Getting Started with CUDA Graphs

Originally published at: https://developer.nvidia.com/blog/cuda-graphs/

The performance of GPU architectures continue to increase with every new generation. Modern GPUs are so fast that, in many cases of interest, the time taken by each GPU operation (e.g. kernel or memory copy) is now measured in microseconds. However, there are overheads associated with the submission of each operation to the GPU –…

Hi Alan,

Interesting post. I tried using the manual mode with some applications, and noticed the graph also can explore concurrent streams for the kernel nodes automatically. This is an interesting feature that applies beyond short runtime kernels, since I don't need the partitioning work anymore. I am wondering what other optimizations I can expect from such a graph implementation?

That’s a very good point. To achieve optimal performance for an application, you need to expose the parallelism inherent to that application as fully as possible. When using the manual method to create a CUDA graph, you do this by explicitly specifying dependencies, and the graph will be built with as many parallel branches as possible given these dependencies. When capturing a graph from CUDA streams, the parallelism will be the same as that of your original stream based code. So if your stream-based code was already fully exposing the available parallelism, the graph would be exactly the same and there would be no benefit from building it manually. But in many cases, the manual approach may end up exposing extra available parallelism (as you found), possibly at the expense of more effort and code disruption (depending on the application). The best approach should be decided on a case by case basis, given the costs and benefits for that specific case.

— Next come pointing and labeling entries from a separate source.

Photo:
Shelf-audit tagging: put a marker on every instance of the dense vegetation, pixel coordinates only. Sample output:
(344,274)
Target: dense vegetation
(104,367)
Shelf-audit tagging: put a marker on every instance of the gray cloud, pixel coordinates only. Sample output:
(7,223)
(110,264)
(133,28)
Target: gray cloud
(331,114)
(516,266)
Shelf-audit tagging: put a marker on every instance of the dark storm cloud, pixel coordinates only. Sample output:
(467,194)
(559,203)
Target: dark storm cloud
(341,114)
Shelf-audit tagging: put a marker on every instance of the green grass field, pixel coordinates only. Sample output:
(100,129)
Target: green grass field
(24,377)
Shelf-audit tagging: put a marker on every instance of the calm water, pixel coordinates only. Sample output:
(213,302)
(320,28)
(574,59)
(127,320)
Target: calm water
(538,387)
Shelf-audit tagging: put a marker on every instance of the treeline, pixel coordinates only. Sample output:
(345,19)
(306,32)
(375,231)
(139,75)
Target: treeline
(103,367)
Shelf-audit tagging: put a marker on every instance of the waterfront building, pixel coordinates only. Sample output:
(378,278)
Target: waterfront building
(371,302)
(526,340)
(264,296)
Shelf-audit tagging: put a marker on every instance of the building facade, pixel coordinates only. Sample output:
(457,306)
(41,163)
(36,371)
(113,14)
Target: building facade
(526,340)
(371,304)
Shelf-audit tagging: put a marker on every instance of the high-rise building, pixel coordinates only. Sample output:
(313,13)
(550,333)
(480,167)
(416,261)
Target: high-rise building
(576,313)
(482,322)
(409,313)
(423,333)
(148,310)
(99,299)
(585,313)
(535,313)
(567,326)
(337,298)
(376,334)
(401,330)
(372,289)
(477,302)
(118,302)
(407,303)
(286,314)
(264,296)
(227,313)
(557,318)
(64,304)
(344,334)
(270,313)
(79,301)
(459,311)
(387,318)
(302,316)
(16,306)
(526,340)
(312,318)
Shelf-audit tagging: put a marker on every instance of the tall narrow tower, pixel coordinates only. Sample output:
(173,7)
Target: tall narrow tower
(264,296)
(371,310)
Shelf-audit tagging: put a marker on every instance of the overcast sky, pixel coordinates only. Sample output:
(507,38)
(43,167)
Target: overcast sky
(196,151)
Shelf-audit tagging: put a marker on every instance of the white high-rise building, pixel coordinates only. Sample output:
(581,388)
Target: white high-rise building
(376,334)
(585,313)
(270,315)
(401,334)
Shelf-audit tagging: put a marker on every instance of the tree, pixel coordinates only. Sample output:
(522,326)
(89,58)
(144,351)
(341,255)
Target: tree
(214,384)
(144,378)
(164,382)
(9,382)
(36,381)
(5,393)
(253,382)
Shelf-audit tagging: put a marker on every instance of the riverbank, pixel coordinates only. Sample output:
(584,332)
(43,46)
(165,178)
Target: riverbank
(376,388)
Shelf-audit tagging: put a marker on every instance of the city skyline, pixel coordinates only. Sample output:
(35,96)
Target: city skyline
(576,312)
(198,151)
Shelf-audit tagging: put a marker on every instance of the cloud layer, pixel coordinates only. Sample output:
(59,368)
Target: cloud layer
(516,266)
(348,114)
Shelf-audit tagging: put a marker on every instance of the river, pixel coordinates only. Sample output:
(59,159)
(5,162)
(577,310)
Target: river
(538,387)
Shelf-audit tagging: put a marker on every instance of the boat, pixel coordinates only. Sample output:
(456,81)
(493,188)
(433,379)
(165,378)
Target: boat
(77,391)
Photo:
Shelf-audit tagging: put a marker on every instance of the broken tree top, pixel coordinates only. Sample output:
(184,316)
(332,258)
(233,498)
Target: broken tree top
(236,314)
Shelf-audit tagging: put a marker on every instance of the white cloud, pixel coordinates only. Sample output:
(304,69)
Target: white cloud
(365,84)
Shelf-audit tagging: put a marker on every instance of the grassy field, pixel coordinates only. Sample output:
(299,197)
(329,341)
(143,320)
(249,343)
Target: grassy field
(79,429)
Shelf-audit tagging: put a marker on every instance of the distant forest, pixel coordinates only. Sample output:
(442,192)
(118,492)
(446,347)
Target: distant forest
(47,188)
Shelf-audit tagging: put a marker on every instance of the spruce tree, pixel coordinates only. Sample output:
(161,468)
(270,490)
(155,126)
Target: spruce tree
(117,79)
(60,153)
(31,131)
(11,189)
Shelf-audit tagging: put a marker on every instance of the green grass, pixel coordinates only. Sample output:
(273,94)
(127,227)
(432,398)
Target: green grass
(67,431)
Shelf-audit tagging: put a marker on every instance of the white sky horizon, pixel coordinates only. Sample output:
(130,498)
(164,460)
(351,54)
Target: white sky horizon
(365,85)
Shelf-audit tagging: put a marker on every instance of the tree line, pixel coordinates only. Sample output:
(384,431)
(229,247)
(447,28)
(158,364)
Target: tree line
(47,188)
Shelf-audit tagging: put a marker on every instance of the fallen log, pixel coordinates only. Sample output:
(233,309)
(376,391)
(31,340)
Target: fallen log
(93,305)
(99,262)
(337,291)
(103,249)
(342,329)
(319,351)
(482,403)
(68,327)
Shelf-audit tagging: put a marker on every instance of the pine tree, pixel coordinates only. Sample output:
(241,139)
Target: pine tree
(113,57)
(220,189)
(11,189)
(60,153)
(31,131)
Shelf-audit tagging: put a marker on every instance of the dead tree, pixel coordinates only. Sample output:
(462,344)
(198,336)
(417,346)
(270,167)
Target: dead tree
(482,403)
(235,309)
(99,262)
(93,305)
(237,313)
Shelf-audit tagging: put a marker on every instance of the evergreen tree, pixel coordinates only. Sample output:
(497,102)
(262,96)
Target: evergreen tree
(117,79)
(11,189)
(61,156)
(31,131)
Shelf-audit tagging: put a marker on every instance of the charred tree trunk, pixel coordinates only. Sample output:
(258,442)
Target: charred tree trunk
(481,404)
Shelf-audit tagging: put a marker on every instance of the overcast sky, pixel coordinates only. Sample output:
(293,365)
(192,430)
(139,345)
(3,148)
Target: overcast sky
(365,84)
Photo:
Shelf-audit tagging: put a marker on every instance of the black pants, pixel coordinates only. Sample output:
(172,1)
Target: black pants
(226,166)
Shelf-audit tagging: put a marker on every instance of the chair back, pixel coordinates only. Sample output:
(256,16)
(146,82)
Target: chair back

What if I need to modify the kernel's parameter first before calling another kernel? What if I need to call cudaDeviceSynchronize before executing another child graph?

Hi Alan, I can't see the benefit in your example, and as I´ve understood the CUDAGraph purpose is to implement a "circuit" of kernels as an alternative of dynamic parallel processing. In the source of simpleCUDAGraphs sample it is much more clarify, but still I have not found a sufficiently instructive example. Could you please post a simple example of how to implement a Graph with different kernels and having graphs as nodes aswell as kernells? Thanks.

Hi Alan, is graph executor thread-safe? Can I have a centralized executor with multiple threads to submit graphs at the same time? I know graph is not thread-safe.

Can the CUDA stream record and capture build a graph that includes an Optix 7 optixLaunch() call? Optix 7 is CUDA compatible, but launches its own kernels, in a user selected stream.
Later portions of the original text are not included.